A notas eram velhas conhecidas da minha fragmentada adolescência e a primeira estrofe anunciava uma interpretação de “A Lenda”, de Sandy & Junior. Sobe então ao palco a artista montada no seu salto 15 para a abertura da noite de lipsync de drags. O bar explodiu em gritos e ovações.
Eu olhava para um lado e via V. em conflito interno. Eu sei que ele queria rir, eu sei. Sei também que ele só queria o celular de volta, mas convenhamos? Há cerca de uma hora estávamos repassando nossos planos de feriado, que não incluíam lipsync, Sandy & Junior ou drags. (Apenas por falta de agenda, ok? Como diria Narcisa: Canta pros gays! Eu amo os gays!)
Entre gritos e leques, vi a drag da Xuxa dos anos 90, e as Paquitas também. Em um reflexo, minha alma saiu do corpo e vi, lá do alto, como um drone, todo o cenário. Tudo era orquestrado no abismo do absurdo. Ele só queria o celular de volta, ela só queria ser a Sandy, e eu só queria urinar.

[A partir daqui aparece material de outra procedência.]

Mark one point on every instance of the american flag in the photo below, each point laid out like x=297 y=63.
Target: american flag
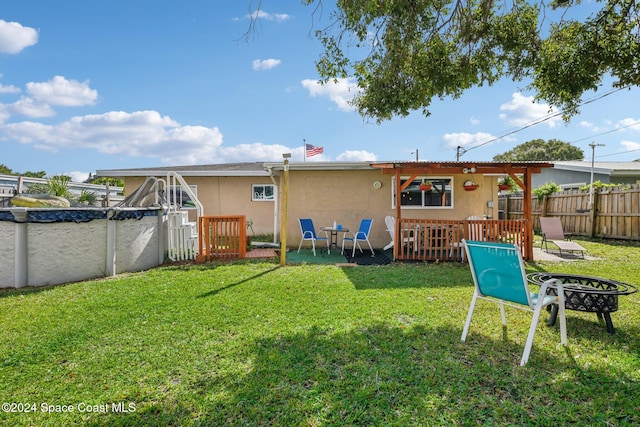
x=312 y=150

Pedi licença e corri para o banheiro. Considerando o tempo de espera e a água consumida nas últimas horas, demorei o bastante para a dublagem acabar e conquistar o público. Pude ouvir a apresentadora pedir mais gritos para a participante e anunciar a próxima concorrente. Mas antes, um recadinho:
“Gente, alguém achou um celular aqui na frente do bar? Tem um rapaz aqui, parece que ligaram pra ele… Ali! Você que achou? É aquele moço ali? É seu o celular? Aêêêê! Viu, monas? Acha que só existe gay trambiqueira? As gays são babaaado!”
Não foi um delírio, tampouco um sonho. O clímax dessa história acontecia enquanto eu estava no banheiro, ouvindo, rindo e saciando as minhas necessidades emergenciais.
Lembrei dos planos que contei sob intenso interrogatório da motorista de aplicativo. Nenhum deles incluía o que aconteceu ali. Lembrei também da indignação da motorista de aplicativo, convicta do desperdício de um feriado histórico.
Talvez ela preferisse que eu tivesse ido em busca de bronze e caipirinha, mas eu voltei com um lipsync drag de Sandy & Junior, um celular resgatado por um anjo de glitter e um eterno e exclusivo último-feriado-prolongado-de-cinco-dias-antes-de-2087. Fala dela, agora!